A NEW, REVISED AND ENLARGED EDITION,
Poetry. Vol. 1.
ERNEST HARTLEY COLERIDGE, M.A.,
PREFACE TO THE POEMS. .
THE text of the present issue of Lord Byron's Poetical Works is based on that of The Works of Lord Byron, in six volumes, izmo, which was published by John Murray in 1831. That edition followed the text of the successive issues of plays and poems which appeared in the author's lifetime, and were subject to his own revision, or that of Gifford and other accredited readers. A more or less thorough collation of the printed volumes with the MSS. which were at Moore's disposal, yielded a nuniber of variæ lectiones which have appeared in subsequent editions published by John Murray. Fresh collations of the text of individual poems with the original MSS. have been made from time to time, with the result that the text of the latest edition (one-vol. 8vo, 1891) includes some emendations, and has been supplemented by additional variants.
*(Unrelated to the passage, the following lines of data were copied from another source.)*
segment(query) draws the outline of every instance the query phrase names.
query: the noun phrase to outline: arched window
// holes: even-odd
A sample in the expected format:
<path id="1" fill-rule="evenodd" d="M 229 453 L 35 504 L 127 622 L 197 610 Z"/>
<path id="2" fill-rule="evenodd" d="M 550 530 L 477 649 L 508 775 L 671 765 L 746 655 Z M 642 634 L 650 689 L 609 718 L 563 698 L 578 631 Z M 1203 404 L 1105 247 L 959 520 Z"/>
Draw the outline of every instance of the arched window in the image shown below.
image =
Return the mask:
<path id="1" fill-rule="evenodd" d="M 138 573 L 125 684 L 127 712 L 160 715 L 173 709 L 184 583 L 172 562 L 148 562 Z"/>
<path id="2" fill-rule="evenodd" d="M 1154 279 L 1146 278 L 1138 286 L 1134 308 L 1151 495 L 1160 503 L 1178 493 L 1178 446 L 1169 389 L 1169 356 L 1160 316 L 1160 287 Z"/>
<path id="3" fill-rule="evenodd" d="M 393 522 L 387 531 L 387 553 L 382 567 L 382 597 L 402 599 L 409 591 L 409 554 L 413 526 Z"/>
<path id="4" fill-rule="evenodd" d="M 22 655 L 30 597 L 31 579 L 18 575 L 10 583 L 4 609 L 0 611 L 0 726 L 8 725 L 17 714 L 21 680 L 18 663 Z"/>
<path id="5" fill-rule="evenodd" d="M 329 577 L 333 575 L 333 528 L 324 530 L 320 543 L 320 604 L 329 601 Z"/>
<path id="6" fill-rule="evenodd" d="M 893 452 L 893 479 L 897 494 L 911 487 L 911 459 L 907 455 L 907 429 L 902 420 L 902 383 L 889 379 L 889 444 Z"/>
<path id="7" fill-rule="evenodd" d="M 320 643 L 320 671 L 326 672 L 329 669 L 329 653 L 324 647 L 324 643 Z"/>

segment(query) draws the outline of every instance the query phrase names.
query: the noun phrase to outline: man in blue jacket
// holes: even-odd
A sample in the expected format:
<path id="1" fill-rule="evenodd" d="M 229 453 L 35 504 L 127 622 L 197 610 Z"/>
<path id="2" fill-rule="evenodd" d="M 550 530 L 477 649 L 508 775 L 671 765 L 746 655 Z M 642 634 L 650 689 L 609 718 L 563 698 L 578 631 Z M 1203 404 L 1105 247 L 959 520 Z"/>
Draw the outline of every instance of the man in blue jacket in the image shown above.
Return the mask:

Textual errors of more or less importance, which had crept into the numerous editions which succeeded the seventeenvolume edition of 1832, were in some instances corrected, but in others passed over. For the purposes of the present edition the printed text has been collated with all the MSS. which passed through Moore's hands, and, also, for the first time, with MSS. of the following plays and poems, viz. English Bards, and Scotch Reviewers ; Childe Harold, Canto IV.; Don Juan, Cantos VI.-XVI.; Werner; The Deformed Transformed; Lara; Parisina ; The Prophecy of Dante; The Vision of Judgment; The Age of Bronze; The Island. The only works of any importance which have been printed directly from the text of the first edition, without reference to the MSS., are the following, which appeared in The Liberal (1822– 23), viz. : Heaven and Earth, The Blues, and Morgante Maggiore.
A new and, it is believed, an improved punctuation has been adopted. In this respect Byron did not profess to prepare his MSS. for the press, and the punctuation, for which Gifford is mainly responsible, has been reconsidered with reference solely to the meaning and interpretation of the sentences as they occur.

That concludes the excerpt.